RIP Medical Debt was founded in 2014 by former debt collections executives Craig Antico and Jerry Ashton. Their organization uses donations to purchase medical debt from hospitals and doctors practices before it is sold to collections firms and then forgives that debt, freeing people in need from the enormous burden of their medical expenses.

When debt is sold to collections, it is sold at a discount, for a fraction of the total value of the debt. This allows RIP Medical Debt to purchase the rights to collect medical debt cheaply and then cancel that debt. There's no need to raise millions of dollars to cancel millions of dollars of debt. For every $100 donation, RIP Medical Debt says they can forgive $10,000 of medical debt.

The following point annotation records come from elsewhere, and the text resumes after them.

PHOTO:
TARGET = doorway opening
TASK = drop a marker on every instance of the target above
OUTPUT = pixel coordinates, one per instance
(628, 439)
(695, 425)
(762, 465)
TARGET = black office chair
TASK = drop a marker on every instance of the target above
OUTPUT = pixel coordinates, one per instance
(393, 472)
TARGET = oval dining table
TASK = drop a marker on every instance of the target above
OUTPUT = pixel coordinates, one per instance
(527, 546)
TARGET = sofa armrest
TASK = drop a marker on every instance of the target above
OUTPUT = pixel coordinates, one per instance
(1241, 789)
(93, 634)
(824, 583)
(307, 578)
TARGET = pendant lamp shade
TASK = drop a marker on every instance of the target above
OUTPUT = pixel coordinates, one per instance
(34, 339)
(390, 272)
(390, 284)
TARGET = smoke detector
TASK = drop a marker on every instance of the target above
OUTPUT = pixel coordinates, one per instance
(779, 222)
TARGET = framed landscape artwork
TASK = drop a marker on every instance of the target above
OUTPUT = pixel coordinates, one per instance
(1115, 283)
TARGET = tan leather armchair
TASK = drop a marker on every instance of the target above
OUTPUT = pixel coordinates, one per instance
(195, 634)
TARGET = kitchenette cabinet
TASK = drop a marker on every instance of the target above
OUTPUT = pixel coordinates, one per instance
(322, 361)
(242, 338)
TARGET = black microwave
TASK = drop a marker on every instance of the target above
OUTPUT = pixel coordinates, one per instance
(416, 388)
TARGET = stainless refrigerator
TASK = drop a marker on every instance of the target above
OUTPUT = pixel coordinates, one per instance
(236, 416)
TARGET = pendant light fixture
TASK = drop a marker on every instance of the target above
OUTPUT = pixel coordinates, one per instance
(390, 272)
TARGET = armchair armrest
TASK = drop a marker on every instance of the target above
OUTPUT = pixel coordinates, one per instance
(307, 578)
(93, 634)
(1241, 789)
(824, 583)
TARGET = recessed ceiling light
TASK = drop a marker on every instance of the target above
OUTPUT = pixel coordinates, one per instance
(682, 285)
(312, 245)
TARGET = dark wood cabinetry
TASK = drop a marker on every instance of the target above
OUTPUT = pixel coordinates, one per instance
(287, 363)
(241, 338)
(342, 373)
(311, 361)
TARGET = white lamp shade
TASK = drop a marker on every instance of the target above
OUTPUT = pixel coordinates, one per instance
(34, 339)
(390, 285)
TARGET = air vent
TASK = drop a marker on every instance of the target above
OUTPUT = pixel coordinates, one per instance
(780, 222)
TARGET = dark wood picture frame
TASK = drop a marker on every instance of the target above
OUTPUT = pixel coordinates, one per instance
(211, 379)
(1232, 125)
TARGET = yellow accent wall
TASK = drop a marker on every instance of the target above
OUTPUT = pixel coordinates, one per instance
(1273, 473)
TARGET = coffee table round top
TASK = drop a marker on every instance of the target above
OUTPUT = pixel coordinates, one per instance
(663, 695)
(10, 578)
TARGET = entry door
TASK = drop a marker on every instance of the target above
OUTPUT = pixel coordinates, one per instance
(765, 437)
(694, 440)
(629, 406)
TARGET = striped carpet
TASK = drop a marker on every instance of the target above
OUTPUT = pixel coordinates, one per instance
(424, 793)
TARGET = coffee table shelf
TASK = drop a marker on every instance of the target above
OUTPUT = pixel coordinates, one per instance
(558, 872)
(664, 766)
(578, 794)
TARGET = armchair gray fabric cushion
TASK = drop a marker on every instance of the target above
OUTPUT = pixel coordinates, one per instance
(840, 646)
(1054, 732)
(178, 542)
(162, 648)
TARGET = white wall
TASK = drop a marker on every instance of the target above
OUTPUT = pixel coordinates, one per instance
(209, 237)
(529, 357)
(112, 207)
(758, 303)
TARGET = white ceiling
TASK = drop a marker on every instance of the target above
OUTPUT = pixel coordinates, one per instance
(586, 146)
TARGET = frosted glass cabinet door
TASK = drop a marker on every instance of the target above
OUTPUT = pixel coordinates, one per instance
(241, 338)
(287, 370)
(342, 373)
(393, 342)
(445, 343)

When Pastor Griffith learned that churches have partnered with RIP Medical Debt to forgive debts across the country, he wanted his King of Kings Church to be a part of that effort. The coronavirus pandemic has prevented churches nationwide from meeting and serving their communities in the way they are used to, but Griffith said RIP Medical Debt gave his church an ability to make a difference in people's lives in a way that was relevant to the times.

"Health care is an issue. Medical debt is an issue and people are going to the hospital totally unexpectedly because of this global pandemic and so we felt this would be a great way to say, 'Let us help you,'" he said.

King of Kings Church made a $35,000 donation that RIP Medical Debt turned around to buy up the medical debt of 2,700 people, eliminating $7.2 million worth of debt in Nebraska, Iowa, and part of Arizona.

Pastor Griffith hopes other churches take advantage of the opportunity provided by RIP Medical Debt and similar organizations to serve people in need across the United States.

"We could cancel all medical debt, even student loan debt," he said. "I hope and pray other churches take a look at this model and consider it."